Threat and vulnerability assessments analyze everything as a system,
not just "what can be done to protect," contends Keith
Henson, director of security services for Lockwood Greene, Spartanburg,
S.C. "We start at the basics to determine what the asset is
and what the threat is." An office building is a higher risk,
for example, if corporate officers are there regularly.
The U.S. Army Corps of Engineers is charged with protecting the
armed forces, including civilian employees, from chemical, biological
and nuclear attacks in military buildings. Each military installation
is responsible for designing its own buildings.
The Corps' Construction and Engineering Research Laboratory in
Champaign, Ill., is developing a software tool to ensure that architects
can understand the threats and design buildings to a certain threshold
of protection. "The software will include wizards' that
will allow users to evaluate such complicated issues as computational
fluid dynamics without knowing what that is," says Jim Miller,
a mechanical engineer at the lab.
The Corps expects the software to familiarize designers with various
materials as well. Some building materials are almost impossible
to clean, for example, while others only need to be wiped down.
Other high-tech materials, such as carpet that can neutralize contaminants,
are under investigation.
The laboratory is participating in a program run by the Defense
Advance Research Program Agency to develop buildings that are immune
to chemical, biological and radiological attacks. "The thrust
is to develop and demonstrate technologies that actively resist
attacks," says Miller. They will test various response modes
such as filtration and neutralization.
VULNERABLE
The Corps is also looking at how best to protect water treatment
infrastructure. Plans include development of dynamic models of distribution
systems that could tell officials how long they have before a biolgical
agent reaches a critical facility.
More importantly, the model helps officials identify all access
points to the system, says Vincent Hock, the Corps' project leader
for infrastructure. Water towers, well heads, manholes and fire
hydrants are not typically secure, and are considered the most vulnerable
points of a water system. "Preventing physical access is most
important," he says.
Many public utilities are not waiting for government directives.
In February, the Metropolitan Water District of Southern California
(MWD) authorized $5.5 million for additional protection of its facilities
and drinking water supplies. The district will upgrade its automated,
remote water-quality sampling and analytical capabilities, as well
as purchase additional contaminant monitoring equipment and instrumentation
and beef up physical security at water filtration plants.

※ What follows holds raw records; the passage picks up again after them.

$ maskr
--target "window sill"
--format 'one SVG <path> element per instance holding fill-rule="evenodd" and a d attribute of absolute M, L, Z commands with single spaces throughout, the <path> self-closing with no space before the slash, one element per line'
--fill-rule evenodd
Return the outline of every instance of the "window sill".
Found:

"We asked the board to authorize this expenditure now, rather
than wait for the passage of one of several federal and state bills
on security measures that may provide funding for increased security
costs for water agencies," says Ronald R. Gastelum, MWD's CEO.
"While we hope for eventual reimbursement, we spend this money
on critical security programs with no regrets."
One advantage of U.S. systems is that they still chlorinate water
to disinfect it. "It is one of the single most effective killers
of bioactivity," says Hock. Super chlorinating is a low-tech
way and easy way to kill biological agents.
Dilution keeps chemical contamination from being much of a threat
to water systems. "It's difficult to add enough of a chemical
contaminant to be a threat," says Ed Wetzel, vice president
of Montgomery Watson Harza, Pasadena, Calif. However, there is no
way to guarantee that a water system is 100% safe, he says. As with
buildings, the beginning point for protection is assessing the vulnerability
of the system.
LOOKING AT RISK
The U.S. Dept. of Energy's Sandia Laboratory in New Mexico has developed
risk assessment methodology for dams, transmission systems and water
systems. Company executives are trained and certified by the lab.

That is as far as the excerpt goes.